I am trying to assign a double8 type, ultimately for some AVX2 parallelisation using pyopencl. I am making code to find the dot product efficiently between two vectors, va and vb, and return the result vc.
Code is below:
# create context
ctx = cl.create_some_context()
mf = cl.mem_flags
# define vectors to dot product
va=np.array([1, 2, 3, 4, 5, 6, 7, 8],dtype=np.float32)
vb=np.array([1, 2, 3, 4, 5, 6, 7, 8],dtype=np.float32)

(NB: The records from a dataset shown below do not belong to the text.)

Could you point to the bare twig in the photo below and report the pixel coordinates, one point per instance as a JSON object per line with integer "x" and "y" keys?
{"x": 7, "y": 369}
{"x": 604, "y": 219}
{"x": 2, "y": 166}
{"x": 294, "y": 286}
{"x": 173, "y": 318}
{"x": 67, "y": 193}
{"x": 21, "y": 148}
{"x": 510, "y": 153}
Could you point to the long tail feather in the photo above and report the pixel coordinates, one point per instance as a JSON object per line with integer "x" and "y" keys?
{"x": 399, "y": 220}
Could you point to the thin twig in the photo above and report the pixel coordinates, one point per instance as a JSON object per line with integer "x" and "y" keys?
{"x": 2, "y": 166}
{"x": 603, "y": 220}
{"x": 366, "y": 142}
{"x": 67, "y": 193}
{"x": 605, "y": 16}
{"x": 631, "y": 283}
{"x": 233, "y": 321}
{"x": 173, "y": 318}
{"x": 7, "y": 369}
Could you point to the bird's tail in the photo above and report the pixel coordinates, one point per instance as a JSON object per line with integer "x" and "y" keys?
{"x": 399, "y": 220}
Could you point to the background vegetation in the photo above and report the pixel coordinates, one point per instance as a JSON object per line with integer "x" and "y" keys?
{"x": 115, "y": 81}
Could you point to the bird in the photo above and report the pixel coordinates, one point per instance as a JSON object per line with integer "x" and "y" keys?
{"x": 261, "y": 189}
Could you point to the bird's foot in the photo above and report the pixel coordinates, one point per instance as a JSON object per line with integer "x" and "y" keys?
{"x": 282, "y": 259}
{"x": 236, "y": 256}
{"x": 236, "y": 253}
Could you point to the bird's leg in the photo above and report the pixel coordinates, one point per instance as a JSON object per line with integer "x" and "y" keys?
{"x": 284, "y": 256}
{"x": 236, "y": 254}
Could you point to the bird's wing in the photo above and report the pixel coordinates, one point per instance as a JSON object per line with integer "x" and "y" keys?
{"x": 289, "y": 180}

# create memory buffers for input vectors and output buffer
va_buf=cl.Buffer(ctx,mf.READ_ONLY|mf.COPY_HOST_PTR,hostbuf=va)
vb_buf=cl.Buffer(ctx,mf.READ_ONLY|mf.COPY_HOST_PTR,hostbuf=vb)
vc_buf=cl.Buffer(ctx,mf.WRITE_ONLY,vb.nbytes)
# define my kernel / C function that will perform dot product
kernel="""
__kernel void adder(const __global float* va,
const __global float* vb,
__global float* vc
)
{
double8 v1 = (va[0],va[1],va[2],va[3],va[4],va[5],va[6],va[7]);
double8 v2 = (vb[0],vb[1],vb[2],vb[3],vb[4],vb[5],vb[6],vb[7]);
vc = v1.s0*v2.s0
+v1.s1*v2.s1
+v1.s2*v2.s2
+v1.s3*v2.s3
+v1.s4*v2.s4
+v1.s5*v2.s5
+v1.s6*v2.s6
+v1.s7*v2.s7);
}
"""
# run the kernel
adder=cl.Program(ctx,kernel).build().adder
event=adder(queue,va.shape,None,va_buf,vb_buf,vc_buf)
event.wait()
# create empty array an copy output buffer to it
vd = np.zeros(va.shape)
cl.enqueue_copy(queue,vd,vc_buf)
My error is:
RuntimeError: clBuildProgram failed: BUILD_PROGRAM_FAILURE - clBuildProgram failed:
BUILD_PROGRAM_FAILURE - clBuildProgram failed: BUILD_PROGRAM_FAILURE
Build on <pyopencl.Device 'pthread-Intel(R) Xeon(R) CPU E5-2673 v4 @ 2.30GHz' on 'Portable Computing Language' at 0x5594de2e3b60>:
error: /home/nbuser/.cache/pocl/kcache/tempfile-27-53-7c-c7-a0.cl:10:4: assigning to '__global float *' from incompatible type 'double'
I don't really know anything about pyopencl, but I assume the kernels are exactly like regular OpenCL kernels. Your problem isn't with assignment of a double8 type, rather the assignment of value vc. you have vc as a __global float*, a pointer type. See how you treated va & vb as arrays and accessed their elements with [index]? The same is true for vc.Since your vc is only intended to store a single value, you can do
vc[0] = ...
or a pointer derefrence
*cv = ...
So what you should do is this instead:
*vc = v1.s0*v2.s0
+v1.s1*v2.s1
+v1.s2*v2.s2
+v1.s3*v2.s3
+v1.s4*v2.s4
+v1.s5*v2.s5
+v1.s6*v2.s6
+v1.s7*v2.s7);
You may want to read a bit on C/C++ type pointers, OpenCL pointers are basically the same, with some differences.